Functionally blind a la Benson's syndrome, of course, bears only surface resemblance to eyes that don't work. A blind person can compensate by means of sharp senses and a clever mind. A victim of Posterior Cortical Atrophy cannot. His cognition is petering out across the board, and when he cannot identify a butter knife as a butter knife there is little he can do to work around that.

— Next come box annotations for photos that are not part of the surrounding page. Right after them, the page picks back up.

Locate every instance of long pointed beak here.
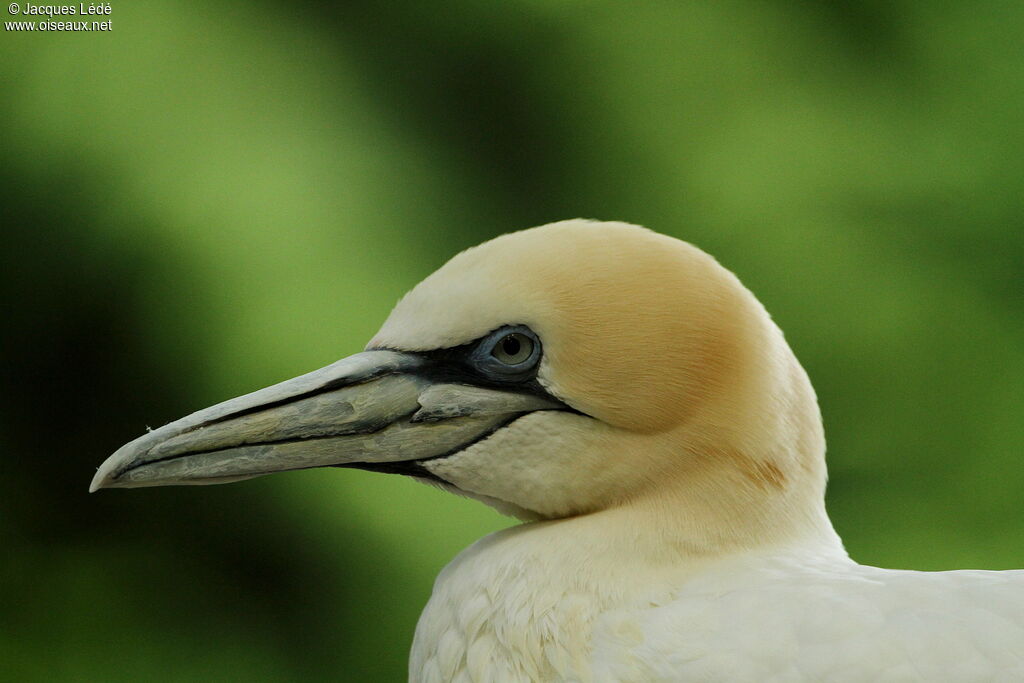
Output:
[89,350,565,492]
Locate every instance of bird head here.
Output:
[92,220,825,552]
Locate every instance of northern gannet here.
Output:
[91,220,1024,682]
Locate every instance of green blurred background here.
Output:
[0,0,1024,681]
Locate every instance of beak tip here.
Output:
[89,458,114,494]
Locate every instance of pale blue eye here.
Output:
[490,332,534,366]
[470,325,541,381]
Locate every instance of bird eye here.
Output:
[490,332,534,366]
[469,325,541,382]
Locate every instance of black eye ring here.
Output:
[470,325,541,380]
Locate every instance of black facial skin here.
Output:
[348,325,584,484]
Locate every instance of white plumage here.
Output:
[93,220,1024,682]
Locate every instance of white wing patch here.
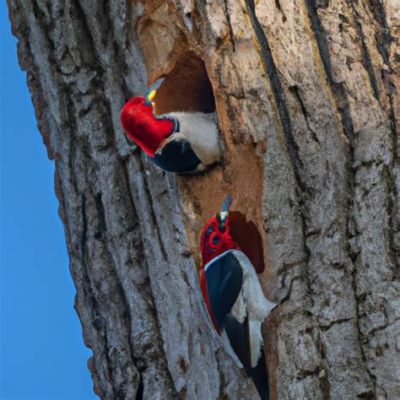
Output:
[231,250,276,367]
[165,112,221,170]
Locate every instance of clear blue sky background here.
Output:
[0,0,97,400]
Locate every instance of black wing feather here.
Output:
[206,253,243,328]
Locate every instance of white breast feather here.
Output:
[165,112,221,169]
[231,250,276,367]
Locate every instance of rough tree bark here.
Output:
[8,0,400,400]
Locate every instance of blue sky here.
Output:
[0,1,97,400]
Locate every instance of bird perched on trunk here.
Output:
[200,196,276,399]
[121,79,220,173]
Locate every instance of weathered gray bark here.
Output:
[9,0,400,399]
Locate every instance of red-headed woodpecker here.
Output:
[121,79,220,173]
[200,196,276,399]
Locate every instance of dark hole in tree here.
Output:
[154,51,215,114]
[229,211,265,274]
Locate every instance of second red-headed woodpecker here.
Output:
[200,196,276,400]
[121,79,221,173]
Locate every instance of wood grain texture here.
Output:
[8,0,400,400]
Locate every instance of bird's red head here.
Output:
[121,97,175,157]
[200,197,239,266]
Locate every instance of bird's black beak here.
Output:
[217,194,233,231]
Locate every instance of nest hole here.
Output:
[229,211,265,274]
[154,51,215,114]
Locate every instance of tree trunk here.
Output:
[9,0,400,400]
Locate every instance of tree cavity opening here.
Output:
[154,51,215,114]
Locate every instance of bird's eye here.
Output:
[213,236,221,244]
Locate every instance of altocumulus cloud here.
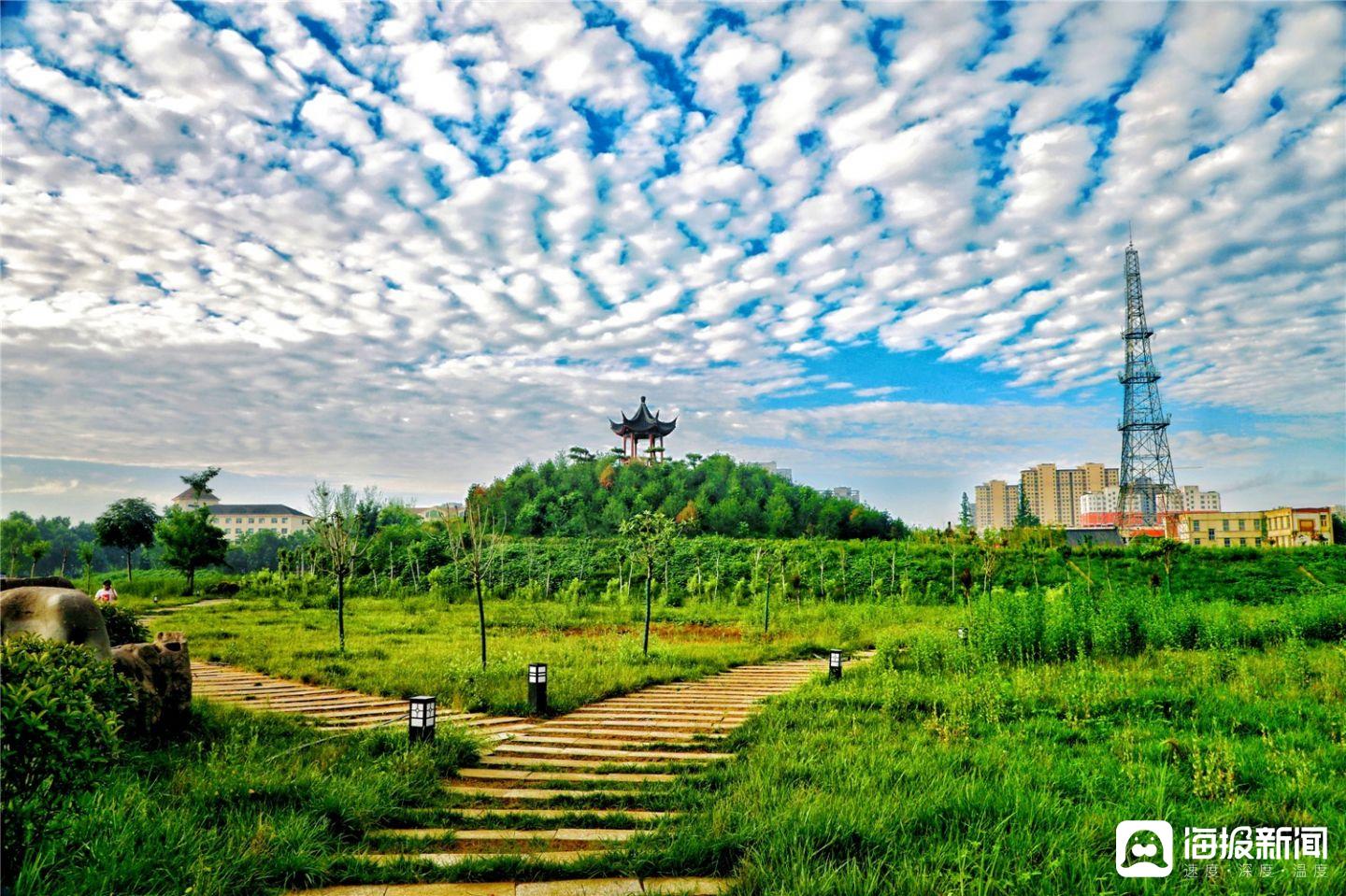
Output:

I knew about the incident in which he could not, momentarily, identify his brother. I've since learned it happened two weeks earlier as well, with his sister. When he cannot peg me on sight, I don't think all will be lost. He's okay with being told, and accepts what you tell him with comfort and trust. But not knowing family, running into doors, almost eating butter wrappers, and falling over curbs are merely opening volleys in a condition that's poised to worsen exponentially, and--as it does--all bets are off vis-a-vis just what we can expect to do, outside of the safest and most carefully arranged of environments.
How I will manage, and what services I may seek to employ--not yet known. Clairvoyance doesn't like to fill in the details that way. (And trust me...I still don't trust it.)